The challenge for researchers and governments worldwide is the dual-use potential of LLMs for good and bad, as well as striking a balance between the need to share research and keeping that same research from malicious actors, Sedova said.
CSET researchers acknowledge that the effectiveness of disinformation is still unclear. In CSET’s experiments, which were conducted under strict ethical considerations and constraints, researchers said GPT-3 messages “shift[ed] audiences’ views significantly” — at least in the short term. For instance, after research participants read arguments against sanctioning China, they were 50% more likely to oppose sanctions relative to a control group, the researchers said. But Musser emphasized, “there’s a lot of uncertainty about these findings, such as how long-lasting the effects are.”
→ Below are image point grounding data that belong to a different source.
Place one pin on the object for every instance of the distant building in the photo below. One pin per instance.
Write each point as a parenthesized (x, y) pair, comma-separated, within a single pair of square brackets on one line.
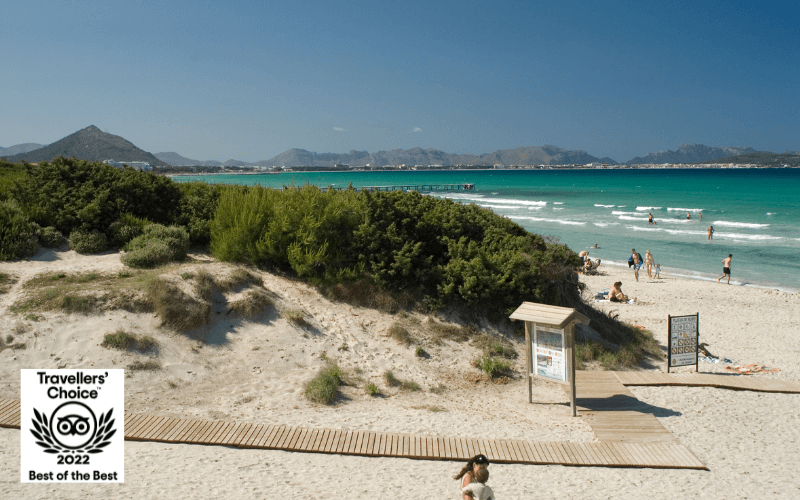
[(137, 165)]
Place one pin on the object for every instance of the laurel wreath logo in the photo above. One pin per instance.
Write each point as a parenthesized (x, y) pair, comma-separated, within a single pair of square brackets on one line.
[(100, 439)]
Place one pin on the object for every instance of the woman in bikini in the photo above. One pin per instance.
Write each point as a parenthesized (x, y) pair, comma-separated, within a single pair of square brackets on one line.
[(469, 472)]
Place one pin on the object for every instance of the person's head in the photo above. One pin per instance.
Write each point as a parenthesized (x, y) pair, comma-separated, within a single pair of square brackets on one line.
[(474, 464)]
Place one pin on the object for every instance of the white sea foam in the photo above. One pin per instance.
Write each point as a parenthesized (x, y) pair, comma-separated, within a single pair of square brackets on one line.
[(753, 237), (644, 228), (686, 231), (540, 219), (620, 212), (511, 207), (738, 224)]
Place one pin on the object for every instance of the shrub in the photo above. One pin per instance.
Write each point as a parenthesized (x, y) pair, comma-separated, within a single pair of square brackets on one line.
[(119, 340), (156, 246), (176, 309), (17, 233), (325, 386), (147, 365), (88, 242), (50, 237), (400, 334), (125, 229), (252, 303)]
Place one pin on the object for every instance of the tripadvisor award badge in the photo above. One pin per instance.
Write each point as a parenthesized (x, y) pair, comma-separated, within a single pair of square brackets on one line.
[(72, 426)]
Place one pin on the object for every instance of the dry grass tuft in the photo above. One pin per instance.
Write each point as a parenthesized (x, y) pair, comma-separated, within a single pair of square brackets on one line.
[(252, 302), (176, 309)]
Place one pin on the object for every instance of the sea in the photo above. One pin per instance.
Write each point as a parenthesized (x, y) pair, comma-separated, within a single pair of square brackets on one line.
[(755, 212)]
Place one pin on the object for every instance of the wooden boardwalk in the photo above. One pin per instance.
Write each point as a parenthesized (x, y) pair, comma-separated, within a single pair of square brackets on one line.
[(614, 413), (139, 427), (721, 381)]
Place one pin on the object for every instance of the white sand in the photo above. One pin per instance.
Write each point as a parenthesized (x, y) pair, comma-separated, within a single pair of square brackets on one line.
[(750, 441)]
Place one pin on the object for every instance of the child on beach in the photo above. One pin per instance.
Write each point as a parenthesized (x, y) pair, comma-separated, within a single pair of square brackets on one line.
[(478, 489)]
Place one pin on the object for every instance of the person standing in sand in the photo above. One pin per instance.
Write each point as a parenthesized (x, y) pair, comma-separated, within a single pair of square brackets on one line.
[(468, 474), (648, 263), (726, 268), (636, 258)]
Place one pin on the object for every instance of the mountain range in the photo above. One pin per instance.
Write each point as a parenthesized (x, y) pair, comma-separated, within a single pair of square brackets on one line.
[(93, 144)]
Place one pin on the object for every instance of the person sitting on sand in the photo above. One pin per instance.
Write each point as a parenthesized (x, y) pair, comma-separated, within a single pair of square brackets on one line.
[(616, 295), (477, 489), (469, 472)]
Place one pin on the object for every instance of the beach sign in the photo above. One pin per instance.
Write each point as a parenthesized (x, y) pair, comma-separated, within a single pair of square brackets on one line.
[(550, 344), (683, 341), (549, 347)]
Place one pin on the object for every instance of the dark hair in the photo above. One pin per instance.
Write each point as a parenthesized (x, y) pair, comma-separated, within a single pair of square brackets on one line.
[(476, 460)]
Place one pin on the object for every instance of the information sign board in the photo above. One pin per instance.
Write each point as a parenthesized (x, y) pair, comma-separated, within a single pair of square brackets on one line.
[(683, 338), (549, 358)]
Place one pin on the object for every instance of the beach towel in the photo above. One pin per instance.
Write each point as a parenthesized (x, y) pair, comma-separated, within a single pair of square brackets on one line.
[(750, 369)]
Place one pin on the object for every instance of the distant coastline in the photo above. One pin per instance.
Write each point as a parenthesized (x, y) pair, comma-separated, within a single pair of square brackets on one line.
[(245, 170)]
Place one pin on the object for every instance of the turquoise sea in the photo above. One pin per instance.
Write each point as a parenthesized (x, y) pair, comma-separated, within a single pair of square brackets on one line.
[(755, 212)]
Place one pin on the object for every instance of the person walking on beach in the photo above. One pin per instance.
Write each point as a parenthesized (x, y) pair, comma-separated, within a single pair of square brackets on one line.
[(636, 258), (648, 263), (470, 472), (726, 268)]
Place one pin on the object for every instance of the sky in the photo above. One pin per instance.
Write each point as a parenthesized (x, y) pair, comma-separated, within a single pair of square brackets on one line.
[(248, 80)]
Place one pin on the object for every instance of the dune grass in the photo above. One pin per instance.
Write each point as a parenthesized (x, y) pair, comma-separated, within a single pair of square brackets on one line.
[(324, 387)]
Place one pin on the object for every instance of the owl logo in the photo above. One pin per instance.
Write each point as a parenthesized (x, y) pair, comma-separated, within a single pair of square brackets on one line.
[(73, 427)]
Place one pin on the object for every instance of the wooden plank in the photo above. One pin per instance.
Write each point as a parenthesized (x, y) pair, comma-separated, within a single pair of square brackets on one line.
[(178, 429), (308, 442)]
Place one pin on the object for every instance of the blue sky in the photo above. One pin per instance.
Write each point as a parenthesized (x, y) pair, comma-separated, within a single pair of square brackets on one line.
[(249, 80)]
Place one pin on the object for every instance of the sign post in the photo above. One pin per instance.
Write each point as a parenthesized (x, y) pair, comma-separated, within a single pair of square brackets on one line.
[(683, 338), (550, 344)]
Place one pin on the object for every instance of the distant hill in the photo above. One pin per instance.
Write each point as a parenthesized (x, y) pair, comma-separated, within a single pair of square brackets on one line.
[(689, 153), (765, 159), (19, 148), (532, 155), (89, 144), (177, 160)]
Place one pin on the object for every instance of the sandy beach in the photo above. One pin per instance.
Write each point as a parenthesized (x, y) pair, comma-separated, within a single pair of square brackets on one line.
[(254, 370)]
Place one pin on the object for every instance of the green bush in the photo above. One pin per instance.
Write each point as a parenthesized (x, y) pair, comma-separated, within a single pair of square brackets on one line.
[(17, 233), (125, 229), (157, 246), (88, 242), (72, 194), (50, 237), (325, 386)]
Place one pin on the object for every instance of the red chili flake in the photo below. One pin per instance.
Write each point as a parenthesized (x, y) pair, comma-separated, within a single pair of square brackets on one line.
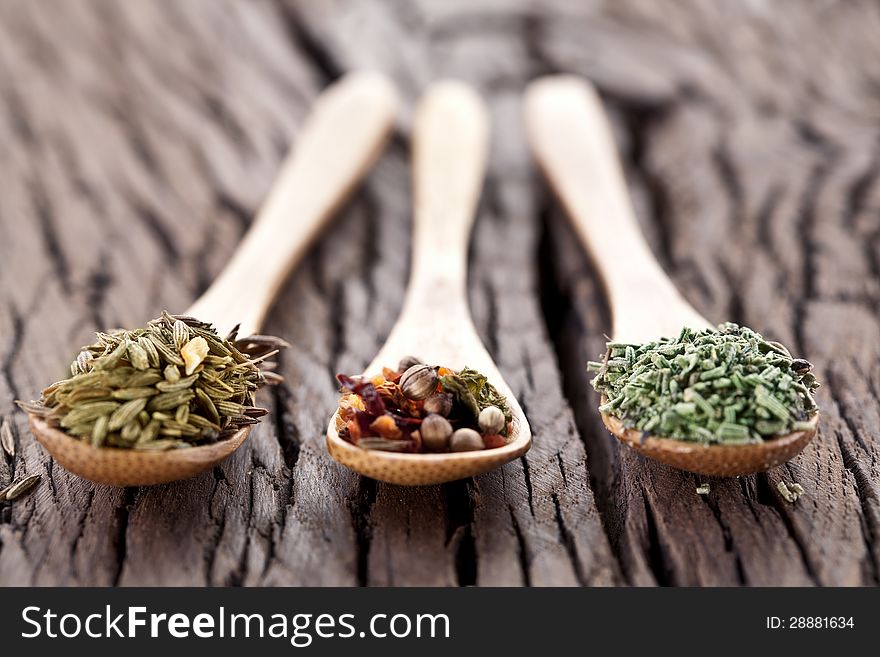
[(494, 440)]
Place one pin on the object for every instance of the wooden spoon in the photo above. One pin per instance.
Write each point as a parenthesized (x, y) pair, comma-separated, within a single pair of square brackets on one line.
[(572, 141), (450, 143), (341, 138)]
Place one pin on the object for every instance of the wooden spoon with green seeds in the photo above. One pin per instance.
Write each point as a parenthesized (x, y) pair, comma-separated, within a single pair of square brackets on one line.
[(341, 138), (450, 143), (572, 141)]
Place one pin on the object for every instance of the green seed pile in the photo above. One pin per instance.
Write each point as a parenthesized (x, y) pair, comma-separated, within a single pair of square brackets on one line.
[(175, 383), (715, 386)]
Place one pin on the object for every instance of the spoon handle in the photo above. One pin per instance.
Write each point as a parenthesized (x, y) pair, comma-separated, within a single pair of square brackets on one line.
[(341, 138), (450, 142), (572, 142)]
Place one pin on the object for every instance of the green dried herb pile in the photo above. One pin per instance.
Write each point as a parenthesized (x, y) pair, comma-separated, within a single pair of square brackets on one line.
[(716, 386), (174, 383)]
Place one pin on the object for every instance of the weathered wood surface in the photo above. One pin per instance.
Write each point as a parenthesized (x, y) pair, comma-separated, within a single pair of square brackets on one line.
[(139, 138)]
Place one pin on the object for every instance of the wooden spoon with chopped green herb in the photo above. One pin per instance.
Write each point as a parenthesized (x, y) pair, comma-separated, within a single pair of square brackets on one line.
[(174, 398), (450, 144), (713, 400)]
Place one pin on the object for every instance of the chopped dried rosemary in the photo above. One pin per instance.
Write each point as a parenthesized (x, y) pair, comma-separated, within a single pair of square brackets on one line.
[(716, 386), (420, 408), (174, 383)]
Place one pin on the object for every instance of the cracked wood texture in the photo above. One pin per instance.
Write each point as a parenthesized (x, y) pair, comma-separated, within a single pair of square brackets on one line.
[(138, 140)]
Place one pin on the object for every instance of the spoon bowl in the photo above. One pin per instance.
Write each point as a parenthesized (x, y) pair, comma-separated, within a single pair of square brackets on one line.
[(128, 467), (450, 143), (573, 144), (427, 469), (341, 138)]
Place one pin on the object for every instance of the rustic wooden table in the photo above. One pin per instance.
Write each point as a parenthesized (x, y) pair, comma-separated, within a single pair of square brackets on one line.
[(139, 138)]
Asked whether LLMs have been used for disinformation in the wild — that is, outside of a controlled laboratory environment in a campaign like the one Mandiant has implicated China in — Musser acknowledged, “it’s uncertain,” partly because of the difficulty of detection.
“The best we can do at this point is guess. It would not surprise me to learn that disinformation operators have begun using LLMs, although it would probably be a fairly recent development, definitely not before 2018 or 2019. But, ultimately, we don’t have a good way to know for sure,” Musser said.
As far as stopping or countering such AI-generated disinformation, Sedova said, “We can’t mitigate our way out of this through just technology and just law. We also have to focus on the human at the end of the message.”